Además, se da el hecho de que no hay personal sanitario en el centro durante esos días, lo que al parecer encendió ayer la llama del nerviosismo entre los internos al ver cómo un compañero suyo yacía en el suelo sin que hubiera asistencia sanitaria.
Otras fuentes consultadas por La Tribuna, como es el la Agrupación de los Cuerpos de la Administración de Instituciones Penitenciaria (Acaip), confirman lo sucedido en el patio de la prisión, pero matizan que los funcionarios de servicio trasladaron al recluso afectado a la enfermería del centro, «donde fue atendido por el facultativo y la enfermera de guardia».
Con todo, lo cierto es que la situación ha terminado por estallar de forma violenta en Ocaña I, con la quema de contenedores y papeleras y la rotura de cristales en el patio de la prisión.
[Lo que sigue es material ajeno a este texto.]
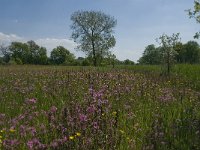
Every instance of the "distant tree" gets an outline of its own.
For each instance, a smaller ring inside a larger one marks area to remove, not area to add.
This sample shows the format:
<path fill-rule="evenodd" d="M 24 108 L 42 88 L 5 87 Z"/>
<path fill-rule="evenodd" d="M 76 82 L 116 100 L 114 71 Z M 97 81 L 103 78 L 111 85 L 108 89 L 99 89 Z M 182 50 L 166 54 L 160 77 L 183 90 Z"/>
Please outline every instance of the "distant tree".
<path fill-rule="evenodd" d="M 199 63 L 200 62 L 200 48 L 199 44 L 195 41 L 189 41 L 184 44 L 185 62 L 187 63 Z"/>
<path fill-rule="evenodd" d="M 8 63 L 10 61 L 10 51 L 8 46 L 5 46 L 3 44 L 0 45 L 0 57 L 2 63 Z"/>
<path fill-rule="evenodd" d="M 34 41 L 12 42 L 9 46 L 11 57 L 17 64 L 47 64 L 47 50 Z"/>
<path fill-rule="evenodd" d="M 188 10 L 190 18 L 195 18 L 197 23 L 200 23 L 200 0 L 194 0 L 194 8 Z M 199 38 L 200 32 L 197 32 L 194 38 Z"/>
<path fill-rule="evenodd" d="M 54 48 L 51 52 L 51 61 L 54 64 L 67 64 L 70 65 L 75 59 L 74 54 L 70 53 L 66 48 L 63 46 L 58 46 Z"/>
<path fill-rule="evenodd" d="M 115 46 L 112 35 L 117 21 L 103 12 L 77 11 L 72 14 L 72 38 L 79 43 L 78 49 L 92 57 L 97 66 L 110 48 Z"/>
<path fill-rule="evenodd" d="M 161 63 L 161 48 L 156 48 L 154 44 L 148 45 L 142 57 L 139 59 L 140 64 L 156 65 Z"/>
<path fill-rule="evenodd" d="M 29 61 L 30 51 L 26 43 L 12 42 L 9 46 L 11 57 L 19 64 L 26 64 Z"/>
<path fill-rule="evenodd" d="M 164 66 L 166 66 L 167 74 L 169 75 L 171 71 L 171 67 L 176 60 L 175 57 L 176 57 L 177 52 L 175 51 L 175 46 L 180 41 L 179 33 L 172 34 L 172 36 L 163 34 L 157 39 L 157 41 L 162 47 L 162 51 L 161 51 L 162 60 L 163 60 Z"/>
<path fill-rule="evenodd" d="M 185 49 L 184 49 L 184 44 L 181 42 L 178 42 L 175 46 L 174 46 L 174 50 L 176 51 L 176 62 L 177 63 L 185 63 Z"/>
La densa columna de humo originada por el fuego de los plásticos se pudo observar en toda la localidad de La Mesa.
Los reclusos, tal y como confirman fuentes de la Agrupación de los Cuerpos de la Administración de Instituciones Penitenciaria (Acaip), no cesaron de proferir gritos quejándose de la falta de profesionales sanitarios.
La rápida actuación de los trabajadores penitenciarios, «que no han dudado un segundo en poner en peligro su integridad física, y han atendido con celeridad al interno y han apagado los incendios provocados», fue determinante para poner fin al conato de motín, evitando, como señalan desde Acaip «incidentes mucho más graves, y daños personales».
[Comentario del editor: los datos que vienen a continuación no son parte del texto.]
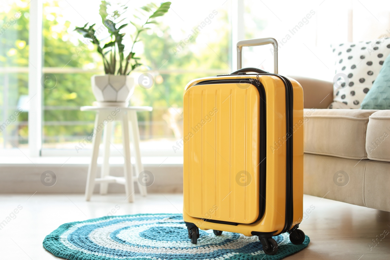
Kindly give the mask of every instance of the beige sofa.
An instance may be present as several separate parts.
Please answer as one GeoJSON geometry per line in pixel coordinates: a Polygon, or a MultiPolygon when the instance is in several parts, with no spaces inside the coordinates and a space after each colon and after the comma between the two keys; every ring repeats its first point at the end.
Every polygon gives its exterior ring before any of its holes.
{"type": "Polygon", "coordinates": [[[305,193],[390,211],[390,110],[326,109],[333,83],[303,88],[305,193]]]}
Por su parte, desde la asociación de trabajadores de Instituciones Penitenciarias ‘Tu abandono me puede matar’ añaden que la situación de amotinamiento se prolongó durante unas dos horas, aproximadamente, y que aunque los funcionarios de prisiones fueron clave para calmar los ánimos y hacer entrar en razón a los presos, hasta que no se personó la Inspección desde Madrid, y tomó buena nota de todo los sucedido, no se restableció la normalidad.
Desde Acaip esperan que la administración penitenciaria de una respuesta adecuada y rápida ante este incidente para que este tipo de hechos no se vuelvan a repetir.
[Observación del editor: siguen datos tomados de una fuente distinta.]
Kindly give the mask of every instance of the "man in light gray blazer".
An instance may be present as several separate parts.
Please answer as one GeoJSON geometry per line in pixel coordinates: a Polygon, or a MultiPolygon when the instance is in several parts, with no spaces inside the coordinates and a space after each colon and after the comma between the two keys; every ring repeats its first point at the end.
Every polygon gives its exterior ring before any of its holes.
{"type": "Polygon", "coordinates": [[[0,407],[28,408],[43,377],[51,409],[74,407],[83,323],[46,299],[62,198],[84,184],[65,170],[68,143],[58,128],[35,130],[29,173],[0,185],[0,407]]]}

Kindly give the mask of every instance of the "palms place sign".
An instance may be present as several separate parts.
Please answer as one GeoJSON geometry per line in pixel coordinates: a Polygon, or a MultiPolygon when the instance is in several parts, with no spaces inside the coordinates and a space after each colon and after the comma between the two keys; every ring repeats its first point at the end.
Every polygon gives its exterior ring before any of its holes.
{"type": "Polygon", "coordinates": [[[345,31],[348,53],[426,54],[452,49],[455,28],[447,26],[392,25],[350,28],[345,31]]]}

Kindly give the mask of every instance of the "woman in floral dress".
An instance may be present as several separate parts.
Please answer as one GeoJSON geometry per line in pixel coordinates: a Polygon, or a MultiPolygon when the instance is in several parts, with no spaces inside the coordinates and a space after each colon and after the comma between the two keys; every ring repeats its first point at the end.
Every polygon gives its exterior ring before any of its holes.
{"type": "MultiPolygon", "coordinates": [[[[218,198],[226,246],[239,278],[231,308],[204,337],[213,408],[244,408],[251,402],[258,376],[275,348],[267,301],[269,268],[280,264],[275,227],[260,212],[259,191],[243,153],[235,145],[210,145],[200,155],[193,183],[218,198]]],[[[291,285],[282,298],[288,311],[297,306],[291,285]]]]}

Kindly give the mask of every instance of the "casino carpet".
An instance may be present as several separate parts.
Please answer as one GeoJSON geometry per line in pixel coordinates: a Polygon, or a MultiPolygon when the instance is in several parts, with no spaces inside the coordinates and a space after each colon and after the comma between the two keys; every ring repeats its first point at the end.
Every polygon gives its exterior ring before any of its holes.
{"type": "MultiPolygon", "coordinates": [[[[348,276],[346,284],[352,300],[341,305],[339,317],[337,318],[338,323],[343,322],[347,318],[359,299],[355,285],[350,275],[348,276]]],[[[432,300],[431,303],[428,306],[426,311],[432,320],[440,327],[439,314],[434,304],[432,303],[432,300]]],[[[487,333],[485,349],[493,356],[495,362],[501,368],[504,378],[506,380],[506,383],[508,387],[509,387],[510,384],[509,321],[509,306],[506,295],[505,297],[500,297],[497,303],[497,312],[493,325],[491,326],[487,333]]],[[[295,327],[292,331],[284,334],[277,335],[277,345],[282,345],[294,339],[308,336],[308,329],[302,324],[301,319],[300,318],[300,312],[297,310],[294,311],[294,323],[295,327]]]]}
Aseguran también que la actual situación sanitaria por el coronavirus hace que en las prisiones «se estén viviendo momentos de tensión e incertidumbre». A ello, afirman, hay que unir el cierre de los centros penitenciarios, con aplazamiento de permisos de salida, supresión de las visitas y las comunicaciones de los internos con sus familias, «que han cerrado también las vías de entrada de droga en las mismas, y lleva aparejado un incremento en el nerviosismo de los internos producido por el síndrome de abstinencia».
Por su parte, la Central Sindical Independiente y de Funcionarios (CSIF), sindicato mayoritario en el Ministerio del Interior, advierte de que este suceso es un ejemplo de la tensión que se está viviendo hoy en las prisiones españolas por la falta de equipos de protección y en general medios adecuados frente a la crisis del coronavirus.
En este sentido, la Central Sindical reclama que se realicen con urgencia los test al personal actualmente en cuarentena, que cifran en torno a un millar de trabajadores, para que en el caso de dar negativo puedan reincorporarse cuanto antes a las de por sí mermadas plantillas de Instituciones Penitenciarias.
Por último, dede CSIF exigen al Gobierno central «que cumpla con su palabra y contrate a los 40 sanitarios prometidos en el transcurso de esta crisis para atender las necesidades que pudieran sobrevenir». Algo que de momento no se ha hecho.